In some of our (web based - java) application programs we have a need to run a query that has an extensive number of OR predicates similar to below. If the number of OR predicates exceeds some amount, the query becomes too big for the RWTSA, which we have set to the maximum size (approx 60K). Since the query is constructed 'on the fly' in the program and it's size depends on other query results, the number of OR predicates is not known in advance. The applications programmer solution was to limit the number of ORs to some number (around 50, I believe) and if there were more than this number, add the rest using an IN predicate.

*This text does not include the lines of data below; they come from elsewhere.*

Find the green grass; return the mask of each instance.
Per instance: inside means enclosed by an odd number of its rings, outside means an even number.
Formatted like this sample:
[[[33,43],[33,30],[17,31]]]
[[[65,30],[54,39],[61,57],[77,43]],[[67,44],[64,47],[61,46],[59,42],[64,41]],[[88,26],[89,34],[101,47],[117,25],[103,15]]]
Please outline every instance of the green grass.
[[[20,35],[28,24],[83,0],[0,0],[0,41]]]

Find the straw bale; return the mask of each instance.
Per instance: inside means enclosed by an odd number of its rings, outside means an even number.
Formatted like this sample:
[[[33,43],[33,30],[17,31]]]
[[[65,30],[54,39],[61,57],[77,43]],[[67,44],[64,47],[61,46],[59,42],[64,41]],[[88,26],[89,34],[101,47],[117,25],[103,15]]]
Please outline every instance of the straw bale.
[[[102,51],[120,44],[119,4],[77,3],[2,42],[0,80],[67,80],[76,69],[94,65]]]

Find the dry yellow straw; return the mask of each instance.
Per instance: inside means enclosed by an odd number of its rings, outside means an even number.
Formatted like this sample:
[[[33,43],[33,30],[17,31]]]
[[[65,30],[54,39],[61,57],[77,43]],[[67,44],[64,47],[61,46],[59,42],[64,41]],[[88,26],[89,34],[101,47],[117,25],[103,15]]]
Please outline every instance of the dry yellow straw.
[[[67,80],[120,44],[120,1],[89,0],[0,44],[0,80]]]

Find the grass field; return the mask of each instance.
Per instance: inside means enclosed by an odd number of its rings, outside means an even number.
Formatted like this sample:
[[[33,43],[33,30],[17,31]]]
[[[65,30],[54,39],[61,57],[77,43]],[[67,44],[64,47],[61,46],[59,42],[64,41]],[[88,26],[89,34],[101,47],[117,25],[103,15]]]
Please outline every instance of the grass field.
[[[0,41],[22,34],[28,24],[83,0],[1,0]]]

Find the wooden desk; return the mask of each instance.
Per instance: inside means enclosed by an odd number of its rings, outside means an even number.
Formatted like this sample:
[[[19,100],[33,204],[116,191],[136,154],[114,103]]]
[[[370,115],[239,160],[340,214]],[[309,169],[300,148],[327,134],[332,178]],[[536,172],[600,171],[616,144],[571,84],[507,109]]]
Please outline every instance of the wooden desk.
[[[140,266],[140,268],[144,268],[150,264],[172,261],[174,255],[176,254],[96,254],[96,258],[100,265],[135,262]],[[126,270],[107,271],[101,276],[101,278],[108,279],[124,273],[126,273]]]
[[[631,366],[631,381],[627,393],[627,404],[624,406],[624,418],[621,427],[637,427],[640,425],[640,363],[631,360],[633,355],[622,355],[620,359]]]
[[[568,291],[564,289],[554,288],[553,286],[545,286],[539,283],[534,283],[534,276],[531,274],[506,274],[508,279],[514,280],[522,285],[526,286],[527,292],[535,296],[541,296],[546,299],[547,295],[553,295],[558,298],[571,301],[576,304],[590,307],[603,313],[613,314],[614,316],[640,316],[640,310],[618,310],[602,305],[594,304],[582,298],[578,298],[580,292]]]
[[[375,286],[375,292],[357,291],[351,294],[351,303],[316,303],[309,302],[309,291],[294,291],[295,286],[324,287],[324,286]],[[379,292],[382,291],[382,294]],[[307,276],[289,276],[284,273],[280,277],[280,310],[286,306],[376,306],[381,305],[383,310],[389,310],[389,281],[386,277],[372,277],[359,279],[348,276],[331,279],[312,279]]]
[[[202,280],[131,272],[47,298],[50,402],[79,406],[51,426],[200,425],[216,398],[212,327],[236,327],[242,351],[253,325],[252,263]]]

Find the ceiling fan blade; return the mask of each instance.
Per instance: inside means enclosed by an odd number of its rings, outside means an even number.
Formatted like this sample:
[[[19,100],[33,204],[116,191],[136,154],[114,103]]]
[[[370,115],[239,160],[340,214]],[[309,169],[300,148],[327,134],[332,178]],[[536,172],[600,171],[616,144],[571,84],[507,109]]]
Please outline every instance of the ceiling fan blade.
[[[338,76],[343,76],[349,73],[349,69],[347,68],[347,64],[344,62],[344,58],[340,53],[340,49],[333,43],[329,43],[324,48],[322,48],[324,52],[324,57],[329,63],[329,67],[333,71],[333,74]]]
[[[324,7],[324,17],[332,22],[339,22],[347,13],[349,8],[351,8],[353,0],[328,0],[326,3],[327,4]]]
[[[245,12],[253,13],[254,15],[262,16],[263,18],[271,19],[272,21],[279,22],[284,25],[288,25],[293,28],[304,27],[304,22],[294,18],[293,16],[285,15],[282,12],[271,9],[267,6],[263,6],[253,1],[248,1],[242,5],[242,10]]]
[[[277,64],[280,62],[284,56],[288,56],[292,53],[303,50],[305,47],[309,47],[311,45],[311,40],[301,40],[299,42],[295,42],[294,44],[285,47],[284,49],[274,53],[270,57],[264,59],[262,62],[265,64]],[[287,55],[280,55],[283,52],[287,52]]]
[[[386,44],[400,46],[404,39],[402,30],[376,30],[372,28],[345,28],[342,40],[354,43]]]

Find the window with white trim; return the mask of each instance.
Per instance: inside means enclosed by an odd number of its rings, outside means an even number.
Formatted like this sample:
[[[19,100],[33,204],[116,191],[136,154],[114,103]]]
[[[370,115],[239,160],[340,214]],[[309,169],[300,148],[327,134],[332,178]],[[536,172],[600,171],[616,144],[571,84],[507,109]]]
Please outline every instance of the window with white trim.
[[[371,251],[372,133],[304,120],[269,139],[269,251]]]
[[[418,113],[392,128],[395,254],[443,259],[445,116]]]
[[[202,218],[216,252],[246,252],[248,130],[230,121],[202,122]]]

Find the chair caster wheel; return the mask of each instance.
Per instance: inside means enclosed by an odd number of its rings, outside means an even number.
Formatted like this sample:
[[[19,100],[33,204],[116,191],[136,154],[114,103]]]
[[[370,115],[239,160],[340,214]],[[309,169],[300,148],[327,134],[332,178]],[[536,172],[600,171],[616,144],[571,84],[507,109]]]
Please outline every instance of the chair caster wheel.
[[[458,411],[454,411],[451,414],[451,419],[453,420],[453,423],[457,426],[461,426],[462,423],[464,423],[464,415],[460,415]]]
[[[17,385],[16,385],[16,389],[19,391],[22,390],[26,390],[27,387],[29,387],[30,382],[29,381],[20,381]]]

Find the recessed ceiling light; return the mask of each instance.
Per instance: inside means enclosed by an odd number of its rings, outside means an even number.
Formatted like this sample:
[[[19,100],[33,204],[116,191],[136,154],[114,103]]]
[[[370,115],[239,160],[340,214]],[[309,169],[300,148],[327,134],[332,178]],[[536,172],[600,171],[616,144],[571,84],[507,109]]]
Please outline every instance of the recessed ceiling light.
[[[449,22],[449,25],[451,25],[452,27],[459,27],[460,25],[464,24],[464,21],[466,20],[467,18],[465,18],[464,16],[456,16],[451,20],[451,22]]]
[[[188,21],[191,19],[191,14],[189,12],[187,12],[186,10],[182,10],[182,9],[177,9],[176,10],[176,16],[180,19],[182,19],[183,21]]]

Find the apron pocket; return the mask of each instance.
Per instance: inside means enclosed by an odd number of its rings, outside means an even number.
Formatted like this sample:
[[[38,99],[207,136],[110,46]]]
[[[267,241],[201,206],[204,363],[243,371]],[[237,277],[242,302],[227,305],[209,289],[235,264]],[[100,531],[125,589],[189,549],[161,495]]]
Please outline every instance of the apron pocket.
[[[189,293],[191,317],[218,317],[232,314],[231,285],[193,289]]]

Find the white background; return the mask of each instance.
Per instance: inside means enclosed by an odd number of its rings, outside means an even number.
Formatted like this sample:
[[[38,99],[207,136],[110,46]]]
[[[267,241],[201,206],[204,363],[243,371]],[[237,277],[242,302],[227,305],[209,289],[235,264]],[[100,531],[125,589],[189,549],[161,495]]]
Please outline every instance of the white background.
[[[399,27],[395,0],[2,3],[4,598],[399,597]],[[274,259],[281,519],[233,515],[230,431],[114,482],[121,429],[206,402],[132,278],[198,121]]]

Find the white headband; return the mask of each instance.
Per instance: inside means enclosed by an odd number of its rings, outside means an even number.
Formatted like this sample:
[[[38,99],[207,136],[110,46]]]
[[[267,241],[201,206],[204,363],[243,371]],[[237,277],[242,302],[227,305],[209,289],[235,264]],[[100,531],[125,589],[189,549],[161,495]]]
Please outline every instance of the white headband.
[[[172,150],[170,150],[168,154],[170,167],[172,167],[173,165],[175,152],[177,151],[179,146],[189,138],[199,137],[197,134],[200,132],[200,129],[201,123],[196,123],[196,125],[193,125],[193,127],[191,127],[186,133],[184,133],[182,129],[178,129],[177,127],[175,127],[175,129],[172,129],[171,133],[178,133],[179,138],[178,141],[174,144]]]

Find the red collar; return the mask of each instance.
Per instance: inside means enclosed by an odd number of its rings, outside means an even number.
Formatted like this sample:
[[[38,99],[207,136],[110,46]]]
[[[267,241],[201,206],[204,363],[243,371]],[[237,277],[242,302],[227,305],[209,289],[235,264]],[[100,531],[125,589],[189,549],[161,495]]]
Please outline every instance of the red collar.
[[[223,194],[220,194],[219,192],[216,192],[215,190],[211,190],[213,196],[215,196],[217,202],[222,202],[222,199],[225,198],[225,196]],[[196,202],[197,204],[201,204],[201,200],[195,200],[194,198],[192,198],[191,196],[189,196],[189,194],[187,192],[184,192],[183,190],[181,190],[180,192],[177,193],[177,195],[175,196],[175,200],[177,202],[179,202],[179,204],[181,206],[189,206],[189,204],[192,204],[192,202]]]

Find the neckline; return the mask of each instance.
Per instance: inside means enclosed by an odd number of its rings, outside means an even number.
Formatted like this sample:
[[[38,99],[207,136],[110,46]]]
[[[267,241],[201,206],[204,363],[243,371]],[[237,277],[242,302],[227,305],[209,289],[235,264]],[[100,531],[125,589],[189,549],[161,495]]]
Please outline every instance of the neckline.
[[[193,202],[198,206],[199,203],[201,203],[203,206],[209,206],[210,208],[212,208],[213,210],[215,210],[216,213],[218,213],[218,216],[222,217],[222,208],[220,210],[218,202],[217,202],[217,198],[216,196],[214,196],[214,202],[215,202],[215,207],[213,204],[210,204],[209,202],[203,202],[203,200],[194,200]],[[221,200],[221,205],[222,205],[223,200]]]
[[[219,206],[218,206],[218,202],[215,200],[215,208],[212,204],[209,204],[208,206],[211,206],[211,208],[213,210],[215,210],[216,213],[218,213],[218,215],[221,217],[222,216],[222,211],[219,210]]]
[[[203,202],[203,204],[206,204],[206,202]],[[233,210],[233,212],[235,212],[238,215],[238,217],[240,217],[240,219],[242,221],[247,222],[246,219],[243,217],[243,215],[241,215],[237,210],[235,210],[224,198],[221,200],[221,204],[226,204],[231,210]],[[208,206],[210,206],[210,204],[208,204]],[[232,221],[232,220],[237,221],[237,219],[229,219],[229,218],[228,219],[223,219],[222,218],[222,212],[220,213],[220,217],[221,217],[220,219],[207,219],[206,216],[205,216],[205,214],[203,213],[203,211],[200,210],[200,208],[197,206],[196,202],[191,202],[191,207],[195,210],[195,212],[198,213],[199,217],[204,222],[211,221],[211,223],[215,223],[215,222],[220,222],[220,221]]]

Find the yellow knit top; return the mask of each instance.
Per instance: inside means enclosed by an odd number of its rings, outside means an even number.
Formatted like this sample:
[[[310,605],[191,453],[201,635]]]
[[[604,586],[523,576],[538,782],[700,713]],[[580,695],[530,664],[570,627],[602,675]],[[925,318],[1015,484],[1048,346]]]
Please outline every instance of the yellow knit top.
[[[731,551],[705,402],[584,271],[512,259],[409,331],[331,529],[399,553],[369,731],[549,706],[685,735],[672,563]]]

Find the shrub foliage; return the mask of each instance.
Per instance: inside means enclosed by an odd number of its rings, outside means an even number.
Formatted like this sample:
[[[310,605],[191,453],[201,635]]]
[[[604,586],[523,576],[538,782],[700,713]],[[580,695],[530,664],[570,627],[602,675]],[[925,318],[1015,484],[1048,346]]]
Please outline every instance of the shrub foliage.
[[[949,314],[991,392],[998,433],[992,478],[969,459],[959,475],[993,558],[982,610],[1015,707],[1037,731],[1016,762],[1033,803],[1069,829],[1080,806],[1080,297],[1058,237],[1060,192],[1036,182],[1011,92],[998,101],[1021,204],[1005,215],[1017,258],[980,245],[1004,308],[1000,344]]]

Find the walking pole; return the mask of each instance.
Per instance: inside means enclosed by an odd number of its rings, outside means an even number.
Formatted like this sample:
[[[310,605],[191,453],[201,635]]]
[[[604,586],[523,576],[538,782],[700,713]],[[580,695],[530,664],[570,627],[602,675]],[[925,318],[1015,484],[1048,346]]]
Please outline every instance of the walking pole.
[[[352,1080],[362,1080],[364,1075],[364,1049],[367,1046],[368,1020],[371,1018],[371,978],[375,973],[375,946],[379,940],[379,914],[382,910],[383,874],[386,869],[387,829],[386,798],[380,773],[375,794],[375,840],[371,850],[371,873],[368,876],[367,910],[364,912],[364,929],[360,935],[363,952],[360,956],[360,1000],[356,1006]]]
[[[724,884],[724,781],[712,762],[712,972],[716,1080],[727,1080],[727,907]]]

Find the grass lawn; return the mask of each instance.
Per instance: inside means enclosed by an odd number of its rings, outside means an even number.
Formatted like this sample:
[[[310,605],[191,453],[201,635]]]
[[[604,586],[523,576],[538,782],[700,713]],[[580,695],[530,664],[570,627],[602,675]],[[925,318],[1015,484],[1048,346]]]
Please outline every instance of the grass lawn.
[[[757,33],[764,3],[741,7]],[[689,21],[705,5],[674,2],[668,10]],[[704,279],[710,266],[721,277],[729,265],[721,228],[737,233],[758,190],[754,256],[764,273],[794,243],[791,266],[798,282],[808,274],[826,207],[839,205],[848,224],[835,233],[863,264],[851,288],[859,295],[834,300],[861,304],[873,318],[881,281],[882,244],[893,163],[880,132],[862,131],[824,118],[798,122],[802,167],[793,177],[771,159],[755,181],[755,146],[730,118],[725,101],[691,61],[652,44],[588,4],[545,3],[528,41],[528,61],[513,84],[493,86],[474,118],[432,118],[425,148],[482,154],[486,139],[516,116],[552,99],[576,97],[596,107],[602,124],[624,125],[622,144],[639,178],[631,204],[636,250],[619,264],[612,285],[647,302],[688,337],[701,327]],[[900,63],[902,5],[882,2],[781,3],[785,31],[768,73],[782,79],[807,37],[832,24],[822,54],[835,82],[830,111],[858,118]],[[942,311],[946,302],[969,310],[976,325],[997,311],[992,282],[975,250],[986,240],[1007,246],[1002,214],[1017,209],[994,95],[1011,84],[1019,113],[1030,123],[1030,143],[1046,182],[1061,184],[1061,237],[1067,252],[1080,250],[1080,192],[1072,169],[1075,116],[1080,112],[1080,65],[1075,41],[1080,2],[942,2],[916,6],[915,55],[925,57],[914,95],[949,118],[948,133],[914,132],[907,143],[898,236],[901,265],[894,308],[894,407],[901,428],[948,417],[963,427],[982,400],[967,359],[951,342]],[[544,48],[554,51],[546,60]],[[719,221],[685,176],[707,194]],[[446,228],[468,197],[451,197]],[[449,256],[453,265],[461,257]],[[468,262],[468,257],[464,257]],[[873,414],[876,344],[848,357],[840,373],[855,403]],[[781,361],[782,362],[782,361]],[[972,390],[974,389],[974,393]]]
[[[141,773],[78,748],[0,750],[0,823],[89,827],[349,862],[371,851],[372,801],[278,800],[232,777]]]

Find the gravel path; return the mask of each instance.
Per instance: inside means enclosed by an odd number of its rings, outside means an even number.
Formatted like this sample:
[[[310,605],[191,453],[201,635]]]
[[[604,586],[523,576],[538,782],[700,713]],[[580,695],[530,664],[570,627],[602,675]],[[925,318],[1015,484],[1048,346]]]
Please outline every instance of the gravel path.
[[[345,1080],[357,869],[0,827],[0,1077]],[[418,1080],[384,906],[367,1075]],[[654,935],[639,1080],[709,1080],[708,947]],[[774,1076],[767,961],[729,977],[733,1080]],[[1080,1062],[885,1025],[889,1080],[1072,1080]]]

The selection predicates are usually indexed, so the rows are returned quickly if the IN predicate is not needed. However, if it is needed, the process (appears to) use data scanning and possibly a full table traversal. Since some of these tables are large, the execution time gets very elongated or we get 91(106) CBSIO exceeded errors.
My question is: Is there an alternative way of coding the query that is both efficient and not dependent on a max number of predicates?
SELECT FIELD1, FIELD2, FIELD3
FROM TAB1 WHERE KEY-FIELD1 = 'XXX'
AND KEY-FIELD2 = 'YYY'
AND (KEY-FIELD3 = 'A'
OR KEY-FIELD3 = 'B'
OR KEY-FIELD3 = 'C'
OR KEY-FIELD3 = 'X'
OR KEY-FIELD3 = 'Y'
OR KEY-FIELD3 = 'Z') ;
How to get ORed predicates to restrict index scan range when there are more than will fit in the RQA. When there are too many, the predicates aren’t passed to CBS. So if they were restricting an index, now the whole table must be scanned.
CA Datacom/SQL, DBSRVR (Web base - Java)
Here’s the best solution to this, which might help other customers:
When a query has many ORed predicates ANDed with several other predicates, the Request Qualification Area (RQA) that is passed to the Compoun Boolean Selection Facility (CBS) becomes large because every ANDed predicate is duplicated for each OR predicate. This is necessary to provide independent paths for selecting the best index to use.
If the size is higher than the RQA limit, then the predicates are not passed to CBS. If the predicates can restrict the traversal index scan range (into a range for each OR value), that is much more efficient than scanning the entire table.
You can create smaller RQAs within the size limit, by dividing the ORs into multiple subselects using UNION ALL. The RQA for each subselect will be smaller, and the UNION ALL doesn't cause a sort to eliminate possible duplicate rows, as using just UNION does. Sorting the ORed values might eliminate the need for an ORDER BY sort.
SELECT * FROM T1 WHERE A = 1 AND B = 2 AND (C = 1 OR C = 2 OR … C = 98 OR C = 99);
SELECT * FROM T1 WHERE A = 1 AND B = 2 AND (C = 1 OR C = 2 OR … C = 49 OR C = 50)
SELECT * FROM T1 WHERE A = 1 AND B = 2 AND (C = 51 OR C = 52 OR … C = 98 OR C = 99);